Centaur AI Doesn't Actually Think — It's Memorizing, New Study Finds
Researchers at Zhejiang University tested last year's headline-grabbing "human-like" Centaur model with a simple twist: replace the task with "Please choose option A." The model kept picking the original right answers — exposing pattern memorization, not understanding.
A new study published April 30 in National Science Open is challenging one of last year's most celebrated AI results, arguing that the Centaur model — introduced in Nature in July 2025 and widely covered as an AI capable of mimicking human cognition across 160 tasks — does not actually understand the problems it solves. Instead, researchers at Zhejiang University say, it memorizes patterns from its training data and reproduces them whether or not the question on the page makes sense.
Centaur was built by fine-tuning a large language model on data from psychological experiments, and on its release it appeared to match or beat human participants across a sweeping battery of decision-making, working memory, and executive function tasks. The Zhejiang team, led by Wei Liu and Nai Ding, set out to test whether that performance reflected real comprehension — and designed an unusually blunt experiment to find out.

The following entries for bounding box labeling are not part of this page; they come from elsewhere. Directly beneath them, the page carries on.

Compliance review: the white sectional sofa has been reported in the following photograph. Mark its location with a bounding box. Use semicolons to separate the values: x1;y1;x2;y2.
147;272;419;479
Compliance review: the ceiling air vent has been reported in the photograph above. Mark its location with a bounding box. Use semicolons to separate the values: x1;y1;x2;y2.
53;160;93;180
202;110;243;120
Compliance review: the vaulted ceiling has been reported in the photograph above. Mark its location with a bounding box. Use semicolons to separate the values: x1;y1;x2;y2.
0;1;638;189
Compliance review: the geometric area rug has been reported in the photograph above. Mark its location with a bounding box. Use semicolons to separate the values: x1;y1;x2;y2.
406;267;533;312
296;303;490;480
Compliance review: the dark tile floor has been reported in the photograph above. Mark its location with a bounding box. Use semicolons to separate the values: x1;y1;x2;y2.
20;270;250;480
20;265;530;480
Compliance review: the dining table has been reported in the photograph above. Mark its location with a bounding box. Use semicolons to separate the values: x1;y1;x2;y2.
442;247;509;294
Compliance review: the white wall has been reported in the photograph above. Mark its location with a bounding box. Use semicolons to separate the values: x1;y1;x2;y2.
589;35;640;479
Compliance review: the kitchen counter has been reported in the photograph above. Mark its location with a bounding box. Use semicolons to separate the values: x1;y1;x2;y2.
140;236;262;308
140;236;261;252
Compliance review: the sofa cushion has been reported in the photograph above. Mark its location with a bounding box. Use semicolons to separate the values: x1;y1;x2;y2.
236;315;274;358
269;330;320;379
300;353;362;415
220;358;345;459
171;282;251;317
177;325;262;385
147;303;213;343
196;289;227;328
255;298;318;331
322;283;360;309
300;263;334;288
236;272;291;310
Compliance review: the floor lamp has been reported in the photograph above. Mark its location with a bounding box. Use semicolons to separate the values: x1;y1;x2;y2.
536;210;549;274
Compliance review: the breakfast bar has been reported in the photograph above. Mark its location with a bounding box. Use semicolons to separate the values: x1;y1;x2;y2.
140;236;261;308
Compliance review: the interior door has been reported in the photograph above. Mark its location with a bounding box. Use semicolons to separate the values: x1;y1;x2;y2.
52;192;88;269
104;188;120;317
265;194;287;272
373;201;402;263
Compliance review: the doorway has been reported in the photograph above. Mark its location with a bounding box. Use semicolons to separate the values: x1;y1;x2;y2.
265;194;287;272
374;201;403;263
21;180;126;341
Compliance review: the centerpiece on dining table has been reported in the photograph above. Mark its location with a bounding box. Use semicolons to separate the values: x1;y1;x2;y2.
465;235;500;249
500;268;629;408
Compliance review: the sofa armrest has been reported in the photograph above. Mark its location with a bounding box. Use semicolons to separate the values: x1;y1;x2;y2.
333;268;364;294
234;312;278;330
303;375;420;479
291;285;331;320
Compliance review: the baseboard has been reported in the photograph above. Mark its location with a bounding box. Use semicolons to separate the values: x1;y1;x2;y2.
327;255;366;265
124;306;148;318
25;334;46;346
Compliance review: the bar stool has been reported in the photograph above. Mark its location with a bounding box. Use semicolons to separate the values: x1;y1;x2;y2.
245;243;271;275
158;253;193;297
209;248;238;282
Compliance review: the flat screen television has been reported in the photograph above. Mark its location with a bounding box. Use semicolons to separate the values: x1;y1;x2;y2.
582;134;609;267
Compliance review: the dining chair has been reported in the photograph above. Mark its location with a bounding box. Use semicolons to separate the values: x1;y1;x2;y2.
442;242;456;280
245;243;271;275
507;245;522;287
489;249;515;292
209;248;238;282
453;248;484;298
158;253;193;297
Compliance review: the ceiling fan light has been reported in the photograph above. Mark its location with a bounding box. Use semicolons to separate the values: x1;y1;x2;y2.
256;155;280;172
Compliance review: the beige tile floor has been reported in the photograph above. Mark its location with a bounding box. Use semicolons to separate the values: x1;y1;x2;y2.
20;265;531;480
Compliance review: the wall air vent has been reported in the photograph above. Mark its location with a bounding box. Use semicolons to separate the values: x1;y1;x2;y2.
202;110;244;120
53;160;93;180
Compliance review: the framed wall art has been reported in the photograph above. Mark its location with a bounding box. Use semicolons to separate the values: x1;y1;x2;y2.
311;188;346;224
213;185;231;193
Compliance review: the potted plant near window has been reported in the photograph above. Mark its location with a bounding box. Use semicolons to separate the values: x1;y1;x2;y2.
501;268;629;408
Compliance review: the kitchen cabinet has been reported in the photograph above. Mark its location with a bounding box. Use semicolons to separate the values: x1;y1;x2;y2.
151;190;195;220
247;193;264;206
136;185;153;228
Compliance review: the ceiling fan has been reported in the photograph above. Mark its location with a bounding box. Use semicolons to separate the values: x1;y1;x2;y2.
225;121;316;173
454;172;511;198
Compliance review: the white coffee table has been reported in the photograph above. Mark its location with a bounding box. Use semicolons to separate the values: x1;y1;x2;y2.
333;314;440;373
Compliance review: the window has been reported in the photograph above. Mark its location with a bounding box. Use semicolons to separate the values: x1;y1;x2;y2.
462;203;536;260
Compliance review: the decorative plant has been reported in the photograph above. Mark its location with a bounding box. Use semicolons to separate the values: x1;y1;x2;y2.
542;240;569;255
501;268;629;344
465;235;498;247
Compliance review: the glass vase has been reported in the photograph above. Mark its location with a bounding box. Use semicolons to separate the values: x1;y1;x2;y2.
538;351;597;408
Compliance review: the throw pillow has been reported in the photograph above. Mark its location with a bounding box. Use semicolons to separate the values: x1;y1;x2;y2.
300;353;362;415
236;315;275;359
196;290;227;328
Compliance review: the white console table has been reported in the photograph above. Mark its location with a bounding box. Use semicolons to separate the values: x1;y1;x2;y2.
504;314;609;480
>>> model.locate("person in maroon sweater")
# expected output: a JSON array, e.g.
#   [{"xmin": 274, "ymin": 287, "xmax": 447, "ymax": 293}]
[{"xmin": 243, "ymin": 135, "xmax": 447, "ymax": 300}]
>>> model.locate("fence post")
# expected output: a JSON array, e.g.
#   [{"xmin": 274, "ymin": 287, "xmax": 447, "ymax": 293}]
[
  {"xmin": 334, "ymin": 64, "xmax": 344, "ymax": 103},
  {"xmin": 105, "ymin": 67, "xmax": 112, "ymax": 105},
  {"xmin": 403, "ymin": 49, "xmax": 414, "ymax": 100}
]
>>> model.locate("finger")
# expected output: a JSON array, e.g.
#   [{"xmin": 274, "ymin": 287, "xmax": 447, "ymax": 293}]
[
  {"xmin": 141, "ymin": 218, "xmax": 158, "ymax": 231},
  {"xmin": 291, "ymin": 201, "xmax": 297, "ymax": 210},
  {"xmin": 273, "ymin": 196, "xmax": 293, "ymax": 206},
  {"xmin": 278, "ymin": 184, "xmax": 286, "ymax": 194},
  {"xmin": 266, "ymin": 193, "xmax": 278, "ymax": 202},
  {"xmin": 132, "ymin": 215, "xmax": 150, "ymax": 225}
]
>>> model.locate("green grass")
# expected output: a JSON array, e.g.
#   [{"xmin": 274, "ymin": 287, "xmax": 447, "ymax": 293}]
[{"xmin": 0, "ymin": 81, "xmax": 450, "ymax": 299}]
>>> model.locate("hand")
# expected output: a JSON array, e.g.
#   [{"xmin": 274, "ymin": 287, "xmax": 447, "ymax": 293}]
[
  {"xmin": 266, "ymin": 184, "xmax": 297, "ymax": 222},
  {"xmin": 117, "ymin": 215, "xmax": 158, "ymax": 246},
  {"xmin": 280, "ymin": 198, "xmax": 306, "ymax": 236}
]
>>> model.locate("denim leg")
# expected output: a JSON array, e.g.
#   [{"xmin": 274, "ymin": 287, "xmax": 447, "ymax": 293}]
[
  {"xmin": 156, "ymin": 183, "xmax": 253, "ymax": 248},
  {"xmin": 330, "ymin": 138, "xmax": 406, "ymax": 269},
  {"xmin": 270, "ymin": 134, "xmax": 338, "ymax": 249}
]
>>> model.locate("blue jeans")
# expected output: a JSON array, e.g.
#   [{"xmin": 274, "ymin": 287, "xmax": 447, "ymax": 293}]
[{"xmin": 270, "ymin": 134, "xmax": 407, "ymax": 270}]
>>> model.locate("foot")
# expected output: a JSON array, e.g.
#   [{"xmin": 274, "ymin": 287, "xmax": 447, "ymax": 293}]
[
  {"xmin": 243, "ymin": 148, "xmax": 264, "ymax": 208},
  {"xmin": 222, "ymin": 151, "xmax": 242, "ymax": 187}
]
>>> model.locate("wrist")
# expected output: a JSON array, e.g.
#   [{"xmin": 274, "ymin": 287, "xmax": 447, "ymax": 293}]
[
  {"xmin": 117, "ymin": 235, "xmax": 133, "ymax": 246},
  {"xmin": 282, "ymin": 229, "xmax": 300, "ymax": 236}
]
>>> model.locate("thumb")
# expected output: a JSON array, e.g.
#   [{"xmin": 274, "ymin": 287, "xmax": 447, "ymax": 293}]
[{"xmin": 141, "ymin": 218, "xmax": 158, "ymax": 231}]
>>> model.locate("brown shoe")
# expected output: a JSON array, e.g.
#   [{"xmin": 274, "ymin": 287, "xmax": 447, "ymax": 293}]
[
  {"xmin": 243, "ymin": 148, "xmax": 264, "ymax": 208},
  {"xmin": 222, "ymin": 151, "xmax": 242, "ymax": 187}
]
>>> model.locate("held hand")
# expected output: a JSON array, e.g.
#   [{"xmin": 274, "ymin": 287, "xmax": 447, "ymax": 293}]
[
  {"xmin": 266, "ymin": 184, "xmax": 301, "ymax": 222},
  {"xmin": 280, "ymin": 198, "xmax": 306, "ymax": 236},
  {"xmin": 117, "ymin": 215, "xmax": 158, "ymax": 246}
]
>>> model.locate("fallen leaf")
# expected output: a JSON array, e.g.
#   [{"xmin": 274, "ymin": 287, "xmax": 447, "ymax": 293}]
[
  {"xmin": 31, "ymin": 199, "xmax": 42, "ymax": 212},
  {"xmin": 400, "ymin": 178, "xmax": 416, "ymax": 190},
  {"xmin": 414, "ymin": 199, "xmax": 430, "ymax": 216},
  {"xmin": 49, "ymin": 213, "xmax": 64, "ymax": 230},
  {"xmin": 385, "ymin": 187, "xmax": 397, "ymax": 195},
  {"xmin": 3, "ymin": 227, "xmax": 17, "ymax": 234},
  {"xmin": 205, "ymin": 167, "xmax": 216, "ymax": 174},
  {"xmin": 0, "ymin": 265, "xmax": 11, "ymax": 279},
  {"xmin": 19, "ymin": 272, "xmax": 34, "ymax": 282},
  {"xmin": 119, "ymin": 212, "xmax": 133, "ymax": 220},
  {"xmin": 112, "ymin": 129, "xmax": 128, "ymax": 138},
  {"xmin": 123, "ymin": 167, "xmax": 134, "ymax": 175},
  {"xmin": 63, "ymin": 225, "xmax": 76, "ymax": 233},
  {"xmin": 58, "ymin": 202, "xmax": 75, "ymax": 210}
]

In their critical test, the researchers replaced the original task instructions with a single sentence: "Please choose option A." A model that genuinely understood the prompt would simply comply. Centaur did not. It "continued to choose the correct answers from the original dataset," the authors report, even when the new instruction directly contradicted that behavior. The model, in other words, was responding to the surface shape of the task — the kind of multiple-choice scaffolding it had been trained on — rather than to what the words actually said.
The authors compare Centaur's behavior to "a student who scores well by memorizing test formats without actually understanding the material." That framing matters because Centaur was specifically promoted as a step toward AI systems that could model human cognition, not just imitate its outputs. If the model can be derailed by a one-line instruction swap, the gap between fitting psychological data and replicating the underlying mental processes is much larger than the original results implied.
The broader implication, the Zhejiang researchers argue, is that even striking benchmark performance can mask a black-box system that is prone to hallucinations and fragile under distribution shift. The paper does not claim large language models are incapable of language understanding in principle — only that current evaluation methods, including those used in cognitive science, are not strong enough to distinguish memorization from comprehension. As the field rushes to deploy LLM-based agents into higher-stakes settings, the work is a reminder that "passes a test" and "knows what the test means" remain very different things.